Following her excellent Nocturnal Animals with Arild Andersen (b) and drummers Thomas Strønen and Jon Christensen, Eckemoff’s Adventures Of The Wildflowers continues the good news, albeit in music of distinctly different instrumentation, voicings and dynamics.
As with a good few of the previous releases from this classically trained but jazz-fired polymath, the programme is augmented by a generous complement of well-packaged visual images and poetic reflections (in prose format this time) from Eckemoff, evincing the animistic spirituality which informs this soulful, now gently impressionistic, now vibrantly turned musical tone-poem about the life of a columbine wildflower.
There are a couple of useful online items about this project where Ekemoff underlines her goal of shaping compositions which leave essential room for contributions from all participants. Programmed well and beautifully recorded, the two-CD set sees the return of most of the notable Finnish musicians with whom Eckemoff worked on her Blooming Tall Phlox of 2017: the subtly attuned interplay of Savolainen, Lötjönen and Louhiuori dovetails beautifully with the contributions of the leader herself, Saari and Perko.
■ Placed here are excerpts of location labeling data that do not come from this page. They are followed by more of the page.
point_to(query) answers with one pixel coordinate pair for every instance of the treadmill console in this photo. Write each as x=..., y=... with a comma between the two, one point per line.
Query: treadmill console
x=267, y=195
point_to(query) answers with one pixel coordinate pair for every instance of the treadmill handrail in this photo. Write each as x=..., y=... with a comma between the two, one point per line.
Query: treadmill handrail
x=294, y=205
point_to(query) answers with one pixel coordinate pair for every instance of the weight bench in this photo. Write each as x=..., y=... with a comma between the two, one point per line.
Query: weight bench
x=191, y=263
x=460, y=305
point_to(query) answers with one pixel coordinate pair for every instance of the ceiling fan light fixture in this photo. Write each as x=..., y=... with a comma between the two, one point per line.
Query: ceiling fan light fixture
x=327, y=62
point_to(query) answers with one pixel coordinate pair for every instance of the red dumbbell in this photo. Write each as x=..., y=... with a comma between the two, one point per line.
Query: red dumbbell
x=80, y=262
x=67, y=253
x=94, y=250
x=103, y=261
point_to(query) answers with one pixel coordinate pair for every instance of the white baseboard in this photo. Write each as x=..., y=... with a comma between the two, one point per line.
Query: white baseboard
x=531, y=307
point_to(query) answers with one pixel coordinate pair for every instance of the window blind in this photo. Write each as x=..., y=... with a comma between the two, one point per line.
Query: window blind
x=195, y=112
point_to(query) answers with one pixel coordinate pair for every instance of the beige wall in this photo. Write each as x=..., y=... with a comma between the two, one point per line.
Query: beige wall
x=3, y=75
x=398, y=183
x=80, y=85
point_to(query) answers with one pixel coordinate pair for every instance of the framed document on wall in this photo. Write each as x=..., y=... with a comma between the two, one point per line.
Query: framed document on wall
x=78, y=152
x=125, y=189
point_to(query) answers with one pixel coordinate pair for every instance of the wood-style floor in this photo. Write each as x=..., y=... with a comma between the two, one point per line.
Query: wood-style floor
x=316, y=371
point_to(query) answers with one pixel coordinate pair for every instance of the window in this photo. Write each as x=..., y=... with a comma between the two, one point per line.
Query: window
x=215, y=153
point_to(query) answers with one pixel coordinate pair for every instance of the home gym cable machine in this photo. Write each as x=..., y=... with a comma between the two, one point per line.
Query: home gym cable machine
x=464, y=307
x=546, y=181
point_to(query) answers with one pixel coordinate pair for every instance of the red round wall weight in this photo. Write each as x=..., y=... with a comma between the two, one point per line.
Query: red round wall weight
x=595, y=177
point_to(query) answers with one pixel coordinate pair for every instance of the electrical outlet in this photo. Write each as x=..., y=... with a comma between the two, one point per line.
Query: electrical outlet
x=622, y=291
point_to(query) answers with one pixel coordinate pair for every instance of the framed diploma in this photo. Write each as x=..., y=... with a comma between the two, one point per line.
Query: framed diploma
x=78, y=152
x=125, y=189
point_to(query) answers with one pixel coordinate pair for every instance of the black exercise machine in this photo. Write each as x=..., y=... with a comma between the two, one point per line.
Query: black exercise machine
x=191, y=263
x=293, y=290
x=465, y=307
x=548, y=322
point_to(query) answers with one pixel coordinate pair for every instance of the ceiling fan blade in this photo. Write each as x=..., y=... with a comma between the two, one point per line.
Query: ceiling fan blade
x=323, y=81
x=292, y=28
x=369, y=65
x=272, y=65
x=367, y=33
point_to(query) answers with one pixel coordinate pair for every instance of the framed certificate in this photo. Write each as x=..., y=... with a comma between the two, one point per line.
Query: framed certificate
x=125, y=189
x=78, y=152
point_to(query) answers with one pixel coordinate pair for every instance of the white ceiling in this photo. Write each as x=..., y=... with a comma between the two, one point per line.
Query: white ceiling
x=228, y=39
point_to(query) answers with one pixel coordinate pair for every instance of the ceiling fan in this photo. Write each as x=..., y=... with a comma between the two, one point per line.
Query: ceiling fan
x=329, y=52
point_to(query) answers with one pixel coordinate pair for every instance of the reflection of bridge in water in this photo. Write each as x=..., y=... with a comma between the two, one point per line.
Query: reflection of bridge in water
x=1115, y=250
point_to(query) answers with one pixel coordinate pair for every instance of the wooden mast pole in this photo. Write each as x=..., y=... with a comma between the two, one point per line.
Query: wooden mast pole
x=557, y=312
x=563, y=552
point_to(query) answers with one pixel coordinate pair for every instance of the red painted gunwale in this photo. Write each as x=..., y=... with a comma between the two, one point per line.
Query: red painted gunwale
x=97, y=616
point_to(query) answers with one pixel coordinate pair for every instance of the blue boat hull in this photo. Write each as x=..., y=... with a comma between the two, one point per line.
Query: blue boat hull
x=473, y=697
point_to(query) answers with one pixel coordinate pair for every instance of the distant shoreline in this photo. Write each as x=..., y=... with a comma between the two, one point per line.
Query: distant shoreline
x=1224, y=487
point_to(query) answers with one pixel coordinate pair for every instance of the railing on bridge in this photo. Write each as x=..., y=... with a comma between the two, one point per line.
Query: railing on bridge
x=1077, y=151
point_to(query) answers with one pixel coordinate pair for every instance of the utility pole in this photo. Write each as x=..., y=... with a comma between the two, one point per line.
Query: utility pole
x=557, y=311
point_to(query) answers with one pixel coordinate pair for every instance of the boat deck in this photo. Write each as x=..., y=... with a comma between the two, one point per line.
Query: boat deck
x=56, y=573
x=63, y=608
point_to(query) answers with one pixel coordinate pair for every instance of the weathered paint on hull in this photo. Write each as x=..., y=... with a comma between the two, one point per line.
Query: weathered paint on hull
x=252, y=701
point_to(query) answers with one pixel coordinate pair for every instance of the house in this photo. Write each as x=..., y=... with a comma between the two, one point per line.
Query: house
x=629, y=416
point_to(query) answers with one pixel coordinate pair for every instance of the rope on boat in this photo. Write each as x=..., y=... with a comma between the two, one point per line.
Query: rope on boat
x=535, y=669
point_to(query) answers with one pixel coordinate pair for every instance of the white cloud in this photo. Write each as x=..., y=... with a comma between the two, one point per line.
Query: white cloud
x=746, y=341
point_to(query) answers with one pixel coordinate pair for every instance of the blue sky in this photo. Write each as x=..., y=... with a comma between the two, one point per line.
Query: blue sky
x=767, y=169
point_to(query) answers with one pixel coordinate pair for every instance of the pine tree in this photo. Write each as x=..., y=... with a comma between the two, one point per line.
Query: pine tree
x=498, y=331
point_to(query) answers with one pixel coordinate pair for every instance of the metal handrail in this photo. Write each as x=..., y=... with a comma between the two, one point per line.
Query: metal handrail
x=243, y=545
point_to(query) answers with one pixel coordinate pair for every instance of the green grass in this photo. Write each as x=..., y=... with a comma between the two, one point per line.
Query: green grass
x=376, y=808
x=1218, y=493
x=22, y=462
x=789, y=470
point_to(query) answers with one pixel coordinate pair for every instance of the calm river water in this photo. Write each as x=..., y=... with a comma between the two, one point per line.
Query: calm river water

While one might regret the absence of Verneri Pohjola (t, flh) – who appeared on Phlox – Saari and Perko join Savolainen in bringing many an affecting figure to music which, for me, often recalled and set in fresh register the delicious suspended or floating quality which distinguished much of Eckemoff’s 2011 Forget-Me-Not with Mats Eilertsen (b) and Marilyn Mazur (d, pc) as well as her 2014 A Touch Of Radiance with Mark Turner (ts), Joe Locke (vib), George Mraz (b) and Billy Hart (d).
Atmospheric touches of glass harp and theremine from Saari – who chiefly contributes tasty, rhythmically and sonically diverse guitar – are never overdone. And if there are various passages of rubato reflection and chromatic eeriness (sample Germination, Dying and Another Winter) there is also, as always with Eckemoff, plenty of crystal-cut melody as well as much cohesively thought through rhythmic momentum and variety, as elegant as it is potent.
Overall, Adventures Of The Wildflower serves to underline the breadth and depth of Eckemoff’s reverie-rich sensibilities, her unerringly organic, even shape-shifting sense of now fluid, now cleanly delineated motivic form and dynamics. I was especially pleased to hear Jukka Perko in music of such exquisitely rendered group interaction and adroitly pitched individual voice. A musician of wide and distinctive capacity, he has a CV ranging from the tango-fed The Music Of Olavi Virta to the haunting strings-enhanced Land Of Canaan: Northern Hymns and the recent Dizzy, a tribute to the bebop master in whose band he once worked.
Here, Perko joins the equally excellent Saari and Savolainen in contributing consistently apt and inventive lines and colour to Eckemoff’s poetic vision, moving effortlessly from, e.g., the finger-clicking swing of Dog Chasing A Mouse to the ostinato pulse and teasing, free-touched cross-accents of Chickens (where Louhiuori is in typically crisp, intelligent and enlivening form). Music to make one feel and wonder, think and dream – and smile.